The API could change, so that it no longer returns the fields or the format you need.

It feels like you could write a fairly simple test for the latter two, depending on what data from this API you actually rely on: for example, if you're expecting the JSON to have a field called "temperature" which is a floating-point Celsius number, you could write a test which calls your function, then checks that self.temperature is an instance of 'float' and is within a sensible range of values (-30 to 50?). That should leave you confident that both the API and your function are working as designed.

Question 2

Typically if you want to test against some external service like this you will need to use a mock/dummy object to fake the api of the external service. This must be configurable at run-time either via the method's arguments or the class's constructor or another type of indirection. Another more complex option would be to monkey patch globals during testing, like "import requests; request.post = fake_post", but that can create more problems.
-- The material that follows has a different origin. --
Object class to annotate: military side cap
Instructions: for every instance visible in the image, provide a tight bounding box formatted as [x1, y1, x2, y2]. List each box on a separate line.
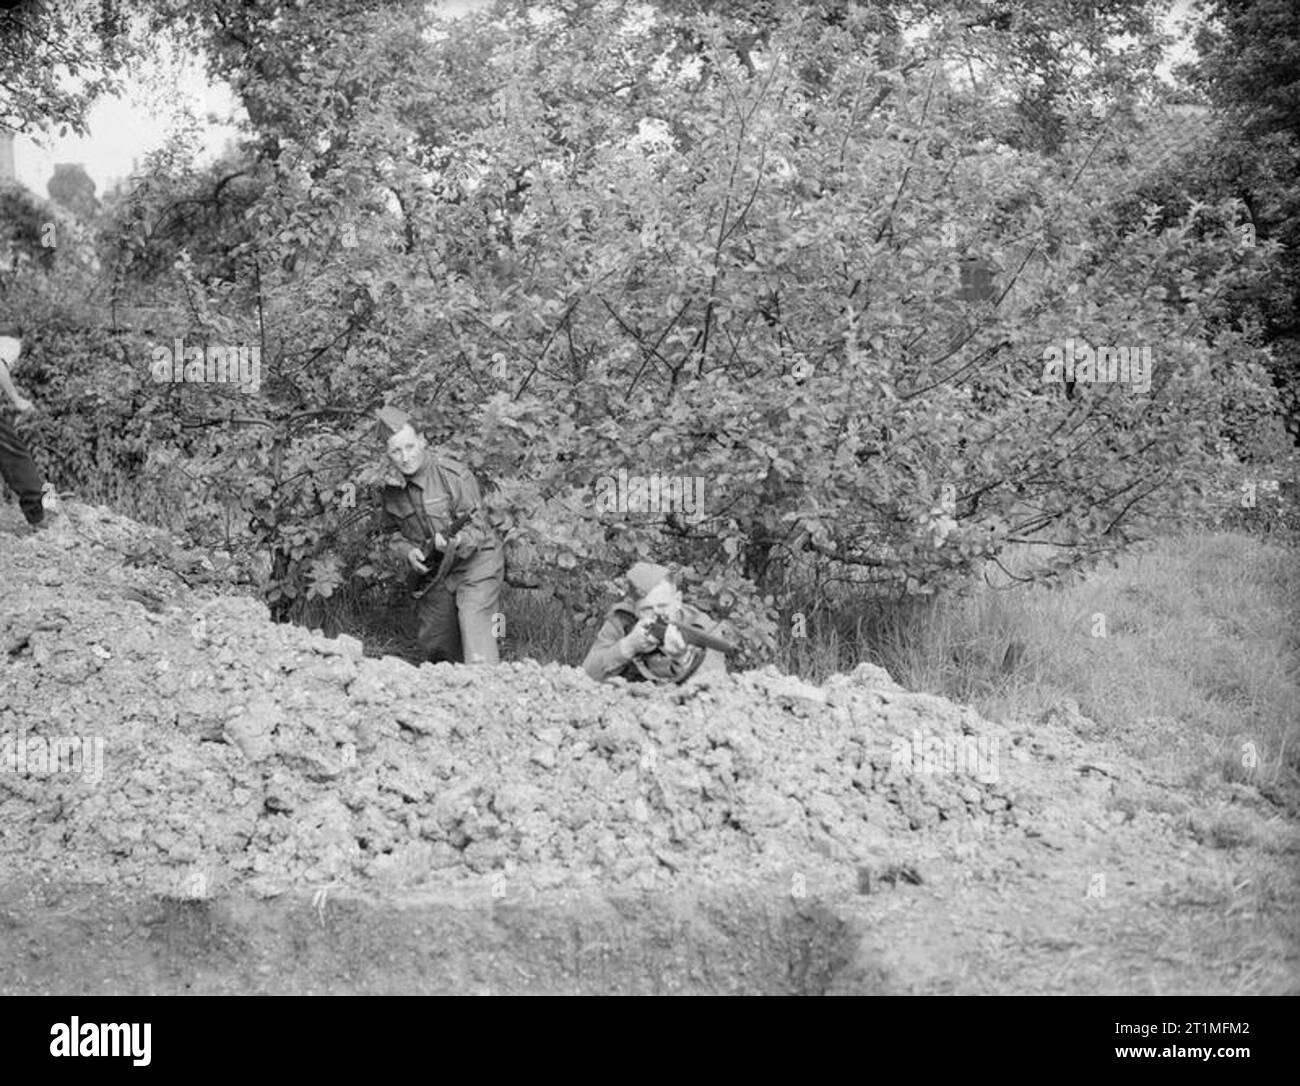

So for example your method could take an argument like so:

def load_from_ckan(self, post=requests.post):
    # ...
    r = post(url, timeout=config.ckan_request_timeout, data=data,
        headers=headers)
    # ...

Then during testing your would write your own post function that returned json results you'd see coming back from ckan. For example:

 def mock_post(url, timeout=30, data='', headers=None):
     # ... probably check input arguments
     class DummyResponse:
         pass
     r = DummyResponse()
     r.ok = True
     r.content = json.dumps({'result': {'attr1': 1, 'attr2': 2}})
     return r

Constructing the result in your test gives you a lot more flexibility than pickling results and returning them because you can fabricate error conditions or focus in on specific formats your code might not expect but you know could exist.

Overall you can see how complicated this could become so I would only start adding this sort of testing if you are experiencing repeated errors or other difficulties. This will just more code you have to maintain.

Question 3

At this point, you can test that the response from CKAN is properly parsed. So you can pull the JSON from CKAN and ensure that it's returning data with the attributes you're interested in.